365 QUEJÍOS (278) – GENTE QUE HE CONOCIDO… EN LA CÁRCEL


Si alguno no lo sabe, he pasado algo más de dos años de mi vida en la cárcel. No crean, no es nada grave, sobre todo si es por tema político. No es que esté particularmente orgulloso de haber pasado por la cárcel de la Santé, pero sí de que mi caso fuera el último que tratara la Cour de Sûreté de l’État, creada en 1963 para combatir a la OAS y que envió ante el pelotón de fusilamiento al teniente coronel Jean Bastién-Thiry por atentar contra De Gaulle. Lo mío fue mucho menos dramático: la policía me detuvo con varios pasaportes con mi foto, pero con otros nombres y tuve que pasar tres meses en la Santé por el delito de “uso y tenencia de documentos falsos”. Nada grave. Unos años después fui detenido por la policía española, gracias a una delación de un personaje lamentable, a causa de una orden de busca y captura por una manifestación que había tenido lugar en Barcelona en junio de 1980 contra la UCD. Fui juzgado y un juez particularmente polémico, Adolfo Fernández Ubiña, me condenó a dos años de cárcel, lo máximo que le permitía la ley. Luego, una vez ingresado en prisión y siendo la primera condena y un delito de nula peligrosidad social, disponer de estabilidad social y medios de vida, unido a los tres meses de prisión preventiva que pasé en Alcalá-Meco, hubiera debido de salir al cabo de dos o máximo tres meses. Sin embargo, a pesar de la “buena conducta” y de trabajar en los talleres, el equipo de clasificación y tratamiento -dependiente de la Generalitat- me retuvo el máximo posible en prisión, casi tres cuartas partes de la condena… por un triste delito de “manifestación ilícita” (hay etarras que han “pagado” menos por cada asesinato).

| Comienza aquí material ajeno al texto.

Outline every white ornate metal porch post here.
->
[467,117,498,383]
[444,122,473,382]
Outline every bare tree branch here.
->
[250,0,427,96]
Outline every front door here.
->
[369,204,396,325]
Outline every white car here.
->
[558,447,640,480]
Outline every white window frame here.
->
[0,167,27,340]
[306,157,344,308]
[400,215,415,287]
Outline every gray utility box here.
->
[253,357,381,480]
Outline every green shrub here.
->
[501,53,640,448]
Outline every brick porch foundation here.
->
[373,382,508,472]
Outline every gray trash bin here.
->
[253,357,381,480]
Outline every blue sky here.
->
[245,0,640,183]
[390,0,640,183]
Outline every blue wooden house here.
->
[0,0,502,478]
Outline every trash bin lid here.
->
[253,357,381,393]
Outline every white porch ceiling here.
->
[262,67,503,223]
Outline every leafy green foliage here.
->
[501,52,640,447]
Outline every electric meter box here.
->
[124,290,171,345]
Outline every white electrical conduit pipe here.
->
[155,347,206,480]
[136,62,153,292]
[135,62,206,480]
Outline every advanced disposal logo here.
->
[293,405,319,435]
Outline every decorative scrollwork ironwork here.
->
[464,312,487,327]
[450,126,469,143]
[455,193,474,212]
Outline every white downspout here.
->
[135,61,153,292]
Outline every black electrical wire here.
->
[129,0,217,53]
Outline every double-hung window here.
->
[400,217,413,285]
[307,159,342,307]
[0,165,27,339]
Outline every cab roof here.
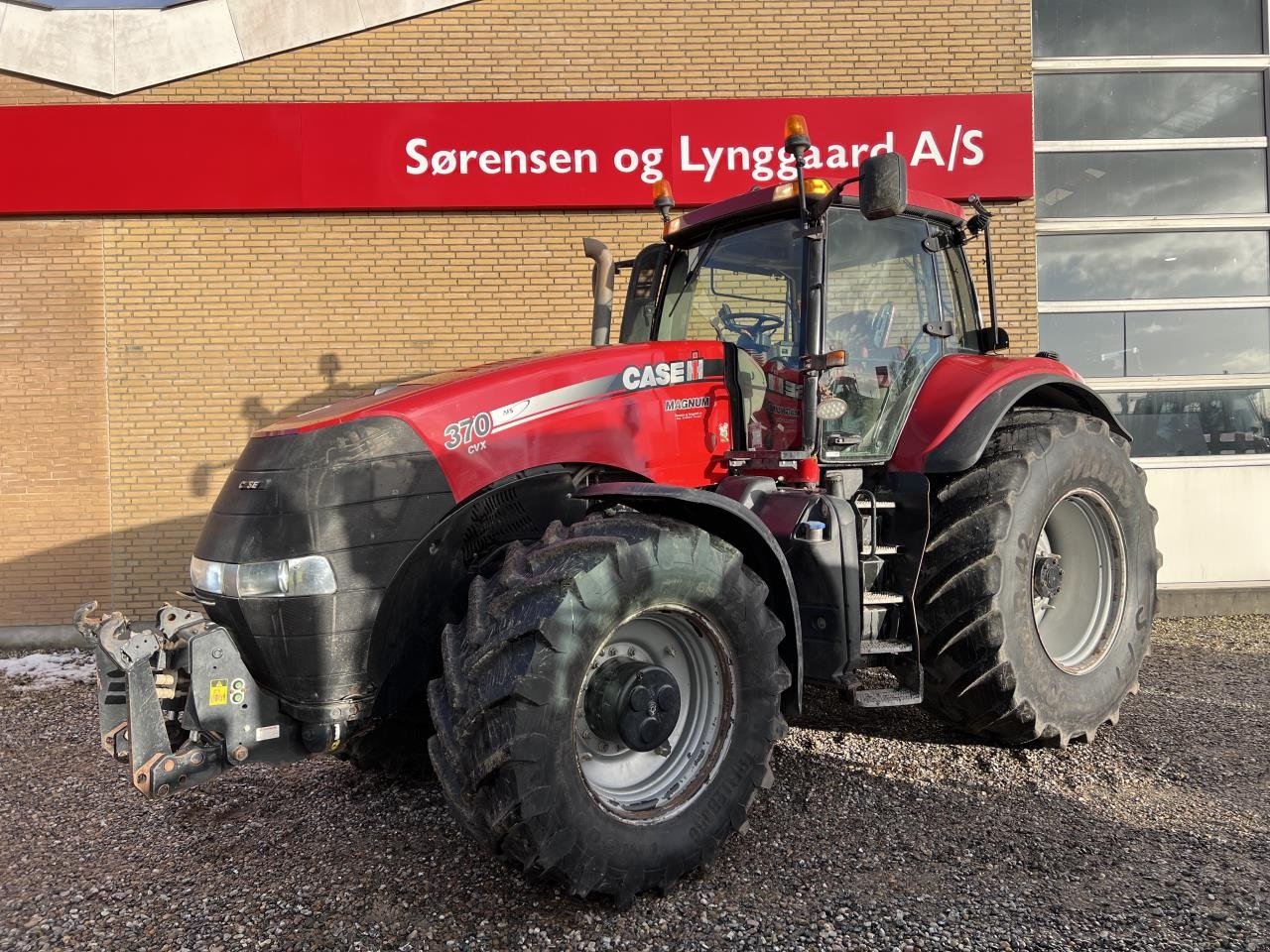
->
[666,182,965,245]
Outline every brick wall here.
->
[0,0,1036,625]
[0,221,110,626]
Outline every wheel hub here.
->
[1033,554,1063,598]
[584,657,681,752]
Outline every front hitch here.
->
[75,602,312,797]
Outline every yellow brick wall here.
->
[0,0,1036,625]
[0,221,110,626]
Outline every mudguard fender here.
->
[890,354,1130,473]
[576,482,803,716]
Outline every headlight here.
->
[190,556,335,598]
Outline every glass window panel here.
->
[1036,72,1266,140]
[1036,231,1270,300]
[1033,0,1264,56]
[1040,313,1124,377]
[1036,149,1270,218]
[1040,307,1270,377]
[1102,387,1270,457]
[1124,309,1270,377]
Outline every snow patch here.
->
[0,652,94,690]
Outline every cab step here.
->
[860,639,913,654]
[854,688,922,707]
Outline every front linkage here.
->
[75,602,311,797]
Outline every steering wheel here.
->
[712,304,785,346]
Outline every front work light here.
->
[772,178,833,202]
[190,556,335,598]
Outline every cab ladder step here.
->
[854,688,922,707]
[860,639,913,654]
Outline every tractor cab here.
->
[621,143,981,466]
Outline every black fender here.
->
[367,467,586,717]
[924,373,1131,473]
[576,482,803,716]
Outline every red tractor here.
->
[77,117,1158,901]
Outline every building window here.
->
[1036,149,1270,218]
[1036,72,1266,140]
[1033,0,1270,462]
[1033,0,1265,58]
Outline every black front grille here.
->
[194,417,454,706]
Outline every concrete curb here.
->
[1156,586,1270,618]
[0,625,87,652]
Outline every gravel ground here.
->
[0,616,1270,952]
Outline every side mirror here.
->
[860,153,908,221]
[962,327,1010,354]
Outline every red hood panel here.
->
[257,341,735,500]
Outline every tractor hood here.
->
[255,340,735,500]
[253,348,591,436]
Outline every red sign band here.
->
[0,94,1033,214]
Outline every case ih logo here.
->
[622,361,706,390]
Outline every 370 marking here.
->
[444,413,494,453]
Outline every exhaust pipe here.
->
[581,239,617,346]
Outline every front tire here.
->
[428,513,790,903]
[918,410,1158,745]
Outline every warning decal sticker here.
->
[207,678,230,707]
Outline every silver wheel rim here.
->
[1030,489,1125,674]
[574,606,735,822]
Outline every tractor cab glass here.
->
[657,218,803,449]
[657,207,974,459]
[820,208,972,458]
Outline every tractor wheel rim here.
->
[574,606,736,822]
[1031,489,1125,674]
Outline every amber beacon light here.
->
[653,178,675,222]
[785,113,812,159]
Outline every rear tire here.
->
[428,513,790,903]
[918,410,1158,745]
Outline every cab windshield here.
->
[657,208,972,458]
[821,208,964,457]
[657,218,803,449]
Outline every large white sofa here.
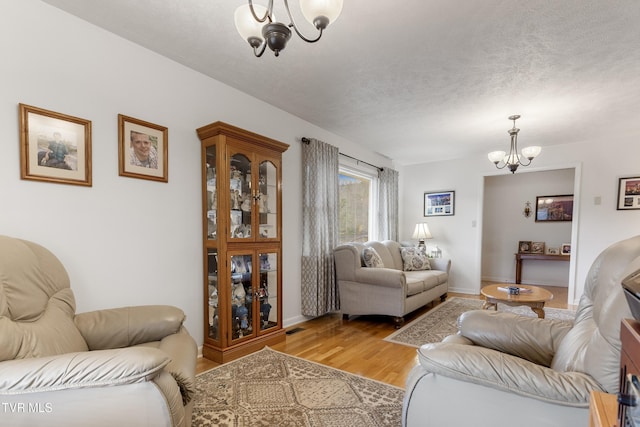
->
[402,236,640,427]
[334,240,451,326]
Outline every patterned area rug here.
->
[385,297,575,347]
[192,347,404,427]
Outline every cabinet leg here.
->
[393,317,404,329]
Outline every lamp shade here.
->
[487,151,507,163]
[234,4,267,41]
[411,222,433,240]
[300,0,342,25]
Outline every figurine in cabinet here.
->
[240,197,251,212]
[231,190,242,209]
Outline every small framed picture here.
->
[616,176,640,211]
[546,247,560,255]
[518,240,531,254]
[424,191,455,216]
[531,242,544,254]
[118,114,169,182]
[536,194,573,222]
[18,104,91,187]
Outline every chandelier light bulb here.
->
[300,0,342,30]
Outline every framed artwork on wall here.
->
[18,104,91,187]
[118,114,169,182]
[536,194,573,222]
[617,176,640,211]
[424,191,455,216]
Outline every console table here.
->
[516,254,571,284]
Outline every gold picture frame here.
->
[616,176,640,211]
[118,114,169,182]
[531,242,544,254]
[18,104,91,187]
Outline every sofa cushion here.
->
[405,275,424,297]
[362,248,384,268]
[400,247,431,271]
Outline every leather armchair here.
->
[403,236,640,427]
[0,236,197,427]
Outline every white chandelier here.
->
[235,0,343,57]
[487,114,542,173]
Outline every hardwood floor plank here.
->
[196,283,568,388]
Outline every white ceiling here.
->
[43,0,640,164]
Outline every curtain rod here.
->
[300,136,384,172]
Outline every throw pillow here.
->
[401,248,431,271]
[362,248,384,268]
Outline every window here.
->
[338,165,378,243]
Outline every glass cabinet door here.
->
[205,145,218,240]
[256,252,278,331]
[229,254,254,341]
[229,153,253,239]
[257,161,278,239]
[207,249,220,341]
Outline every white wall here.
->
[398,140,640,304]
[481,168,575,287]
[0,0,390,344]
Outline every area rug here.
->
[192,347,404,427]
[385,297,575,347]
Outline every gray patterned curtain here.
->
[378,168,399,241]
[302,139,340,316]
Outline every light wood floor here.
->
[196,286,567,388]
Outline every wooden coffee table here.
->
[480,284,553,319]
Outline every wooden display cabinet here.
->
[197,122,289,363]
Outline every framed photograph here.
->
[536,194,573,222]
[518,240,531,254]
[617,176,640,211]
[424,191,455,216]
[118,114,169,182]
[531,242,544,254]
[546,248,560,255]
[18,104,91,187]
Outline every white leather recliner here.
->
[0,236,197,427]
[403,236,640,427]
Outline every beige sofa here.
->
[0,236,197,427]
[333,240,451,326]
[403,236,640,427]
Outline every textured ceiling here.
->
[43,0,640,164]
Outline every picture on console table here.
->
[424,191,455,216]
[617,176,640,211]
[118,114,169,182]
[518,240,531,254]
[536,194,573,222]
[531,242,544,254]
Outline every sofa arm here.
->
[458,310,571,366]
[74,305,185,350]
[429,258,451,274]
[354,267,407,288]
[418,343,603,407]
[0,347,170,395]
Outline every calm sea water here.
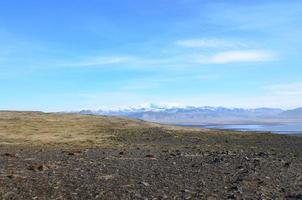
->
[185,123,302,134]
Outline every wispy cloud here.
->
[175,39,247,48]
[193,50,277,64]
[264,82,302,96]
[59,56,133,67]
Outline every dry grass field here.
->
[0,111,302,199]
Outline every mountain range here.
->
[76,104,302,125]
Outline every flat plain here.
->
[0,111,302,199]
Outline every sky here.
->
[0,0,302,111]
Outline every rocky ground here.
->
[0,111,302,200]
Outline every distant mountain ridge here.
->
[73,104,302,124]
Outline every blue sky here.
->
[0,0,302,111]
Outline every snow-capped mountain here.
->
[72,104,302,124]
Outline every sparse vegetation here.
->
[0,112,302,199]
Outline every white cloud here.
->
[264,82,302,96]
[175,39,246,48]
[193,50,276,64]
[59,56,132,67]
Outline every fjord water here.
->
[196,123,302,134]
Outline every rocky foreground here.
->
[0,113,302,199]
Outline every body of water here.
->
[186,123,302,134]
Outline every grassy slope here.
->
[0,112,301,150]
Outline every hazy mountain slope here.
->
[73,104,302,124]
[280,108,302,119]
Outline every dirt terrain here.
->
[0,112,302,199]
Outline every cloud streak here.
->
[59,56,133,67]
[264,82,302,96]
[193,50,277,64]
[175,39,247,48]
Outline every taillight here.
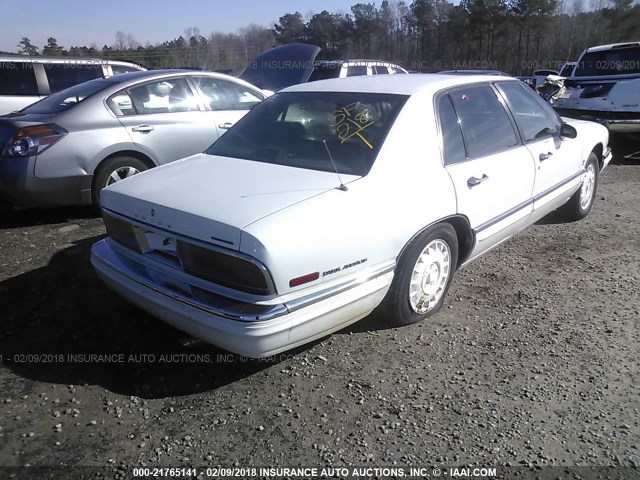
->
[3,123,68,157]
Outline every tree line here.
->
[6,0,640,74]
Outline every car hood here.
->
[100,154,360,250]
[240,43,320,91]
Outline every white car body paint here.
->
[92,75,611,357]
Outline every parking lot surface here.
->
[0,140,640,471]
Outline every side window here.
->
[107,92,136,116]
[44,62,104,93]
[123,78,199,115]
[111,65,140,75]
[497,82,560,142]
[347,65,367,77]
[438,95,467,165]
[0,62,40,95]
[194,77,264,110]
[449,85,518,158]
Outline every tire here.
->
[559,152,600,222]
[380,223,458,327]
[91,155,149,206]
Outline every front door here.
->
[115,77,218,164]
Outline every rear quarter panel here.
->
[35,98,153,178]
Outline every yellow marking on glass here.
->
[331,103,375,149]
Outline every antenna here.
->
[322,140,349,192]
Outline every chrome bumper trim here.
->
[91,238,395,322]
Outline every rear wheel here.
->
[92,155,149,206]
[560,152,600,221]
[381,223,458,327]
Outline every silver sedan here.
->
[0,70,265,207]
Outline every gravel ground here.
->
[0,136,640,478]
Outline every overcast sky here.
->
[0,0,360,52]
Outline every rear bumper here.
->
[0,157,92,207]
[91,239,393,358]
[556,107,640,133]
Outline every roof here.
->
[586,42,640,53]
[0,53,138,66]
[282,73,516,95]
[92,68,242,83]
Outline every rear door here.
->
[109,77,218,164]
[496,82,582,217]
[437,84,535,257]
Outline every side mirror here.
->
[560,123,578,138]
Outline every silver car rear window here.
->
[22,79,118,113]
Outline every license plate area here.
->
[135,227,182,268]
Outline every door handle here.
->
[131,125,153,133]
[467,174,489,188]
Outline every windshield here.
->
[22,78,118,113]
[574,47,640,77]
[206,92,407,176]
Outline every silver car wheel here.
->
[409,240,451,315]
[104,167,140,187]
[580,163,596,210]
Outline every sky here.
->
[0,0,364,52]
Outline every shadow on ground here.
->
[0,237,309,398]
[0,204,98,230]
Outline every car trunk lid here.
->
[100,154,359,250]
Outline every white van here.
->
[0,55,146,115]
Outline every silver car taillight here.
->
[3,123,68,157]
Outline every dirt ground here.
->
[0,136,640,478]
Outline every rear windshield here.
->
[206,92,407,176]
[0,61,39,95]
[22,79,118,113]
[574,47,640,77]
[309,63,342,82]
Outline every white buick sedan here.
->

Tal es mi “historial penitenciario” que se desarrolló en 1981 y luego entre 1986 y 1987… A lo hecho, pecho.

Ni me quejé entonces, ni claro está lo voy a hacer ahora. Fueron experiencias y como tal las tomé. Decía un antiguo conocido que, para saber de la vida, un hombre debe haber pasado por “un cuartel, un burdel y una prisión” … he pasado por los tres, pero, la verdad, sin detenerme excesivamente en cada uno de ellos. En todos ello, eso sí, he conocido a gente especial que vale la pena recordar.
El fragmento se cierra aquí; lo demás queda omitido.